There are no permanent bus stops in place but, as Gregory Beecroft who also nominated the service notes, "if stops were put up, they might not last long, because the 23A runs through the Army firing ranges".
Cape Wrath - by appointment only
The bus stop for passengers hiking down to a bothy at Kearvaig on Cape Wrath (pictured top) blows all other claims for the title of UK's loneliest "out of the water", says Kevin Roy.
"The road isn't even connected to the rest of the UK road network and the two minibuses that shuttle between Cape Wrath and the Durness passenger ferry are the only non-military vehicles that ever travel on it.
"The bus stop is merely a junction of tracks on a bleak moorland used as a target range by the armed forces, and is not marked by any sign."
The 11-mile route ferries passengers by minibus around the most north-westerly point of the British mainland, external, which can only be reached by ferry.
And there is no regular timetable, warns Roy.
"The bus drivers will drop you off or pick you up there by arrangement."
It was while waiting here with his wife for a bus that did not arrive that Roy, a technician from Luton, realised that he was at "the end of the earth".
"With dusk and the time of the last ferry approaching, we were alarmed to be waiting on the bleak open moorland for hours."
Their bus had broken down and, eventually, it fell to the driver of the other vehicle to get them to the ferry on his last trip of the day.
Other nominations
Among the many other suggestions for loneliest stop was one on the Isle of Wight named "Middle of Nowhere, external". "Funnily enough, it's in the middle of nowhere," says Ben Elias, from Hailsham.
In North Northumberland's Glen Valley, a service runs between Kirknewton and Wooler once a week on a Wednesday, says Phil Sage. "It is a vital link for those in the area for shopping, medical appointments and catching up for coffee."
Another weekly service is nominated by Jack Craven of Guiseley, Leeds, who says there is a further catch - it operates only "on Sunday mornings in the summer".
A stop on an A-road in Thorpe Abbotts, Norfolk, is suggested by David Bizley from Woking, who says "the only indicator that there is a bus stop is a slowly collapsing wooden shed". Having used it when staying with his parents, he finds its existence is a surprise to others, as demonstrated by "the confusion and subsequent rapid braking of the driver".

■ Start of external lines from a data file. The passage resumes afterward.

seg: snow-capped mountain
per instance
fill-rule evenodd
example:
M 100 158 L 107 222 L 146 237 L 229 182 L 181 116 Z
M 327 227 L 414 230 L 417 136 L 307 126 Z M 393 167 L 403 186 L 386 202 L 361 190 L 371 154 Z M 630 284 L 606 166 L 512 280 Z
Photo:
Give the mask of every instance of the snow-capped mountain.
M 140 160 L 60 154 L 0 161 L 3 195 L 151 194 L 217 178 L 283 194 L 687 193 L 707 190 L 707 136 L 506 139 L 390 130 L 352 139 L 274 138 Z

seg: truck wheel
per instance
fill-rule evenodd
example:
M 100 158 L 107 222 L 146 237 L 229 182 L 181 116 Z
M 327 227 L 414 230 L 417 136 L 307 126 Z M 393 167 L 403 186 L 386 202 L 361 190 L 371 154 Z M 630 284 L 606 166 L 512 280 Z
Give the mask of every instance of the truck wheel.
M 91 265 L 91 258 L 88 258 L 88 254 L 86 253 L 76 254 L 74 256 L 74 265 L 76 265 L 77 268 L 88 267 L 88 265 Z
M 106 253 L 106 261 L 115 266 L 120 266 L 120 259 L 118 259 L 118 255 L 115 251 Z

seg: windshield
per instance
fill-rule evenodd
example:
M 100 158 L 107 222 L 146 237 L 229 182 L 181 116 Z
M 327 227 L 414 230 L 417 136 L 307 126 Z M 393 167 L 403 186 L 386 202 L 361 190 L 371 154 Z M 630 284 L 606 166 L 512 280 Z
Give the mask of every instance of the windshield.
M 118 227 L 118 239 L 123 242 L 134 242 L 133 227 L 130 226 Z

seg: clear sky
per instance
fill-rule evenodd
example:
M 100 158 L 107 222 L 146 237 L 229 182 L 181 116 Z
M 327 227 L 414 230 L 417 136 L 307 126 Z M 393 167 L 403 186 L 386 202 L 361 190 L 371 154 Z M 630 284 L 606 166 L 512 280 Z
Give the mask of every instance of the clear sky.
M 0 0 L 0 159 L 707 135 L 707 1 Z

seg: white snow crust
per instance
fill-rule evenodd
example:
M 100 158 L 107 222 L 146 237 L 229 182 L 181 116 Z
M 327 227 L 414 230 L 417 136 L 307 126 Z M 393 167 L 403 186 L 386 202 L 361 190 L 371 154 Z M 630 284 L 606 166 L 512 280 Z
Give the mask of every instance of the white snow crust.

Further afield, but worthy of consideration, is a once a week service from Adrar Bordj Mokhtar in southern Algeria, where there are no proper roads for 400 miles across desert, says Chris Lewis, from Purley.
"If you wanted to sample what is arguably the world's loneliest bus stop, you could in theory get off at an abandoned Foreign Legion post and then wait for the returning bus to pick you up - if you were still alive, that is."
And then there's the problem posed by Eddie Dealtry, from Kendal.
The loneliest bus stop, he suggests, will be neither rural nor seldom-used, but "surely somewhere in one of those cities where people ignore each other".